Reliable communication over a discrete memoryless channel with the help of a relay has aroused interest due to its widespread applications in practical scenarios. By considering the system with a mismatched decoder, previous works have provided optimization models to evaluate the mismatch capacity in these scenarios. The proposed models, however, are difficult due to the complicated structure of the mismatched decoding problem with the information flows in hops given by the relay. Existing methods, such as the grid search, become impractical as they involve finding all roots of a nonlinear system, with the growing size of the alphabet. To address this problem, we reformulate the max-min optimization model as a consistent maximization form, by considering the dual form of the inner minimization problem and the Lagrangian with a fixed multiplier. Based on the proposed formulation, an alternating maximization framework is designed, which provides the closed-form solution with simple iterations in each step by introducing a suitable variable transformation. The effectiveness of the proposed approach is demonstrated by the simulations over practical scenarios, including Quaternary and Gaussian channels. Moreover, the simulation results of the transitional probability also shed light on the promising application attribute to the quantizer design in the relay node.

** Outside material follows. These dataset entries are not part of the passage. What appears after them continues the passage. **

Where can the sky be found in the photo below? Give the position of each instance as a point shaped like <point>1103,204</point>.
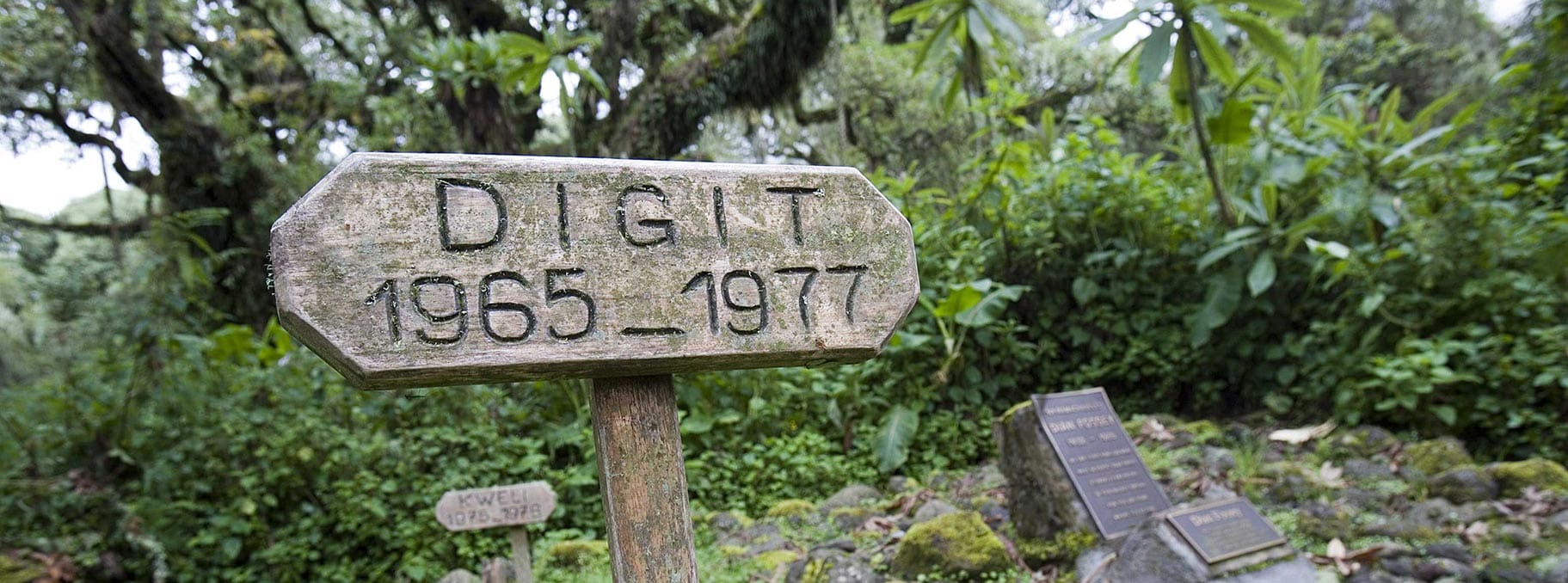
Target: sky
<point>44,177</point>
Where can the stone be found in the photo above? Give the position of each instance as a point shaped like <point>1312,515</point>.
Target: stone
<point>1368,470</point>
<point>932,510</point>
<point>994,512</point>
<point>1436,455</point>
<point>1438,568</point>
<point>1463,485</point>
<point>424,270</point>
<point>460,575</point>
<point>575,554</point>
<point>1217,459</point>
<point>1042,497</point>
<point>1543,474</point>
<point>1057,550</point>
<point>832,565</point>
<point>988,476</point>
<point>954,544</point>
<point>1154,552</point>
<point>850,495</point>
<point>1363,441</point>
<point>1453,550</point>
<point>790,510</point>
<point>497,571</point>
<point>1507,571</point>
<point>901,483</point>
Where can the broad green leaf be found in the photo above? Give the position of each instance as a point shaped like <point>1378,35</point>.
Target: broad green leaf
<point>1179,79</point>
<point>1084,291</point>
<point>895,436</point>
<point>1214,53</point>
<point>1413,144</point>
<point>990,308</point>
<point>1276,7</point>
<point>1223,251</point>
<point>1239,234</point>
<point>1234,123</point>
<point>962,298</point>
<point>916,11</point>
<point>1109,27</point>
<point>1424,118</point>
<point>1263,35</point>
<point>1156,52</point>
<point>1000,22</point>
<point>1263,274</point>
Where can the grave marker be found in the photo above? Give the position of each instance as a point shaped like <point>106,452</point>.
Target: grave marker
<point>1099,458</point>
<point>1225,530</point>
<point>421,270</point>
<point>513,505</point>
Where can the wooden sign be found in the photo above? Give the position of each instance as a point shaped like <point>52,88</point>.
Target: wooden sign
<point>417,270</point>
<point>1099,458</point>
<point>1225,530</point>
<point>495,506</point>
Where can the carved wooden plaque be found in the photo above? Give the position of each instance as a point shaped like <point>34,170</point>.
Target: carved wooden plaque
<point>1104,466</point>
<point>417,270</point>
<point>1225,530</point>
<point>495,506</point>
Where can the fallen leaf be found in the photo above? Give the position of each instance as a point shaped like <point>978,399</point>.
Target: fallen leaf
<point>1302,434</point>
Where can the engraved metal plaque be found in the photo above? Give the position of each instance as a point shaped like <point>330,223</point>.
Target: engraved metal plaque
<point>1225,530</point>
<point>1101,459</point>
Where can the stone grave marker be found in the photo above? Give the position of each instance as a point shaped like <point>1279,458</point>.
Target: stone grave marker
<point>513,505</point>
<point>1225,530</point>
<point>1101,461</point>
<point>422,270</point>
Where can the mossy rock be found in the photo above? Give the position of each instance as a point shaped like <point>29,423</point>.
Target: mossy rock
<point>577,554</point>
<point>1543,474</point>
<point>956,544</point>
<point>1363,441</point>
<point>1062,549</point>
<point>849,519</point>
<point>773,558</point>
<point>1436,455</point>
<point>790,510</point>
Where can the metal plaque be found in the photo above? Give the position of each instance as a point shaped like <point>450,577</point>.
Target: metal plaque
<point>1101,459</point>
<point>1225,530</point>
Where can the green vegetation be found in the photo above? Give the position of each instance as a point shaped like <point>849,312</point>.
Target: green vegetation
<point>1263,211</point>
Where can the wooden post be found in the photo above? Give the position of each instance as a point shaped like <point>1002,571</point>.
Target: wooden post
<point>643,478</point>
<point>521,563</point>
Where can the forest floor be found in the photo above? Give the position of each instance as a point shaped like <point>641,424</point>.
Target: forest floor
<point>1362,503</point>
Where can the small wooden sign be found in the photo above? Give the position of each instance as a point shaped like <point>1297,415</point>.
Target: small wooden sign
<point>1099,458</point>
<point>1225,530</point>
<point>495,506</point>
<point>421,270</point>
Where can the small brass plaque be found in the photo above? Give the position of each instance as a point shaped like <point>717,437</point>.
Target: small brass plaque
<point>1225,530</point>
<point>1104,466</point>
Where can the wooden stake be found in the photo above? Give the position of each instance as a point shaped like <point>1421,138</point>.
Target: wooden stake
<point>642,476</point>
<point>521,563</point>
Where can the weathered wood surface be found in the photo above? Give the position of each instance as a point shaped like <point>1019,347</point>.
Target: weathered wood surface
<point>642,476</point>
<point>495,506</point>
<point>415,270</point>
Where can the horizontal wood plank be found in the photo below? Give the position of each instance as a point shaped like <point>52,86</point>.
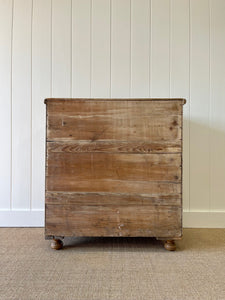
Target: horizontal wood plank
<point>114,166</point>
<point>73,220</point>
<point>114,120</point>
<point>114,147</point>
<point>55,183</point>
<point>110,199</point>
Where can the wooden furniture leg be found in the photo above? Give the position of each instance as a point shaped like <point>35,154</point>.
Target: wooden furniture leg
<point>170,245</point>
<point>56,244</point>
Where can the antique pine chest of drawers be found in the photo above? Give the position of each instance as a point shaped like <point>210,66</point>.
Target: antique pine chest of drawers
<point>114,168</point>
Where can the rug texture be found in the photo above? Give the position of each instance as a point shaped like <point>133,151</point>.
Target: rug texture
<point>112,268</point>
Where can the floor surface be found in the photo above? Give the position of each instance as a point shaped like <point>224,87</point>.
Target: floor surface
<point>112,268</point>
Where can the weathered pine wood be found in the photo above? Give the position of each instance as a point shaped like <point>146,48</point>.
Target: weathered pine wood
<point>69,220</point>
<point>114,168</point>
<point>114,120</point>
<point>129,128</point>
<point>109,199</point>
<point>54,183</point>
<point>114,147</point>
<point>87,166</point>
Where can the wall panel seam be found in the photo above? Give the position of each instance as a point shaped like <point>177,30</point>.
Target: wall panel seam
<point>11,85</point>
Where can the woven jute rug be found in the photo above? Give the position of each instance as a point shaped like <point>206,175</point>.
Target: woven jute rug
<point>112,268</point>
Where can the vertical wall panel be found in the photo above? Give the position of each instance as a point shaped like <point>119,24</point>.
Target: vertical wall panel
<point>179,70</point>
<point>217,135</point>
<point>61,48</point>
<point>41,89</point>
<point>120,48</point>
<point>100,75</point>
<point>160,48</point>
<point>21,104</point>
<point>140,42</point>
<point>199,106</point>
<point>81,42</point>
<point>5,101</point>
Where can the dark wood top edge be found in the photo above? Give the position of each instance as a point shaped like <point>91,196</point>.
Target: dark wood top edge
<point>182,100</point>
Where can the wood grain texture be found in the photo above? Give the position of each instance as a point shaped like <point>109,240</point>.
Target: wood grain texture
<point>54,183</point>
<point>114,147</point>
<point>114,120</point>
<point>114,220</point>
<point>110,199</point>
<point>114,167</point>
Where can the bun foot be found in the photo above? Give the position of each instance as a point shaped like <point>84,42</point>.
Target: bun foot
<point>56,244</point>
<point>170,245</point>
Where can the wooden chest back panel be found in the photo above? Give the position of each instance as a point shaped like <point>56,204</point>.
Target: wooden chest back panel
<point>114,167</point>
<point>114,120</point>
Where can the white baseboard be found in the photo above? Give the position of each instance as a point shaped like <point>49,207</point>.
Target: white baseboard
<point>204,219</point>
<point>21,218</point>
<point>35,218</point>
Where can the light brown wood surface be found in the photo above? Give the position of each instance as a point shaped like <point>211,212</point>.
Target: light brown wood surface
<point>114,167</point>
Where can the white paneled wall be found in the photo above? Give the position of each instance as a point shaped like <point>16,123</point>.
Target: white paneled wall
<point>111,48</point>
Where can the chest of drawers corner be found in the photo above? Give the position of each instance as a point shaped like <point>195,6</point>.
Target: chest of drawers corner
<point>114,168</point>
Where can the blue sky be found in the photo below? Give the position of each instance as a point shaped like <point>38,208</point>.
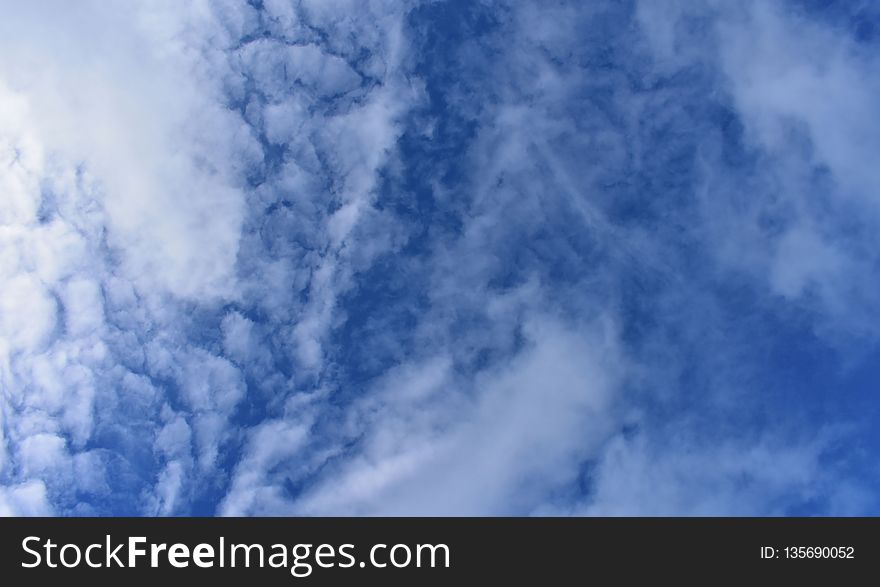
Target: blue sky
<point>439,258</point>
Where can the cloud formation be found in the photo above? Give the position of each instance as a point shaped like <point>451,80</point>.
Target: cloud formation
<point>441,257</point>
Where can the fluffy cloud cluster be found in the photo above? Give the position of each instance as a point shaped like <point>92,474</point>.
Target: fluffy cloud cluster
<point>342,257</point>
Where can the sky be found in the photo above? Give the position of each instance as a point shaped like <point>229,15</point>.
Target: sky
<point>439,257</point>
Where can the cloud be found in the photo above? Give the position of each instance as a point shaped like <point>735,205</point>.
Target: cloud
<point>434,257</point>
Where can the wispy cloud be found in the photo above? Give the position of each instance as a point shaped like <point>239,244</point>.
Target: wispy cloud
<point>437,258</point>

翻译：借助中继实现离散无记忆信道上的可靠通信因其在实际场景中的广泛应用而备受关注。通过考虑采用失配解码器的系统，先前的研究已提出优化模型来评估此类场景下的失配容量。然而，由于中继引入的跳数信息流使失配解码问题结构复杂，所提出的模型求解困难。现有方法（如网格搜索）需要求解非线性系统的全部根，随着字母表规模的增大，这些方法变得不切实际。为解决该问题，我们通过考虑内部最小化问题的对偶形式及固定乘子下的拉格朗日函数，将原最大-最小优化模型重构为一致的最大化形式。基于此重构模型，设计了交替最大化框架：通过引入合适的变量变换，该框架在每一步迭代中均可提供闭式解。通过在四进制信道和高斯信道等实际场景中的仿真验证了所提方法的有效性。此外，转移概率的仿真结果亦揭示了该方法在中继节点量化器设计方面的潜在应用价值。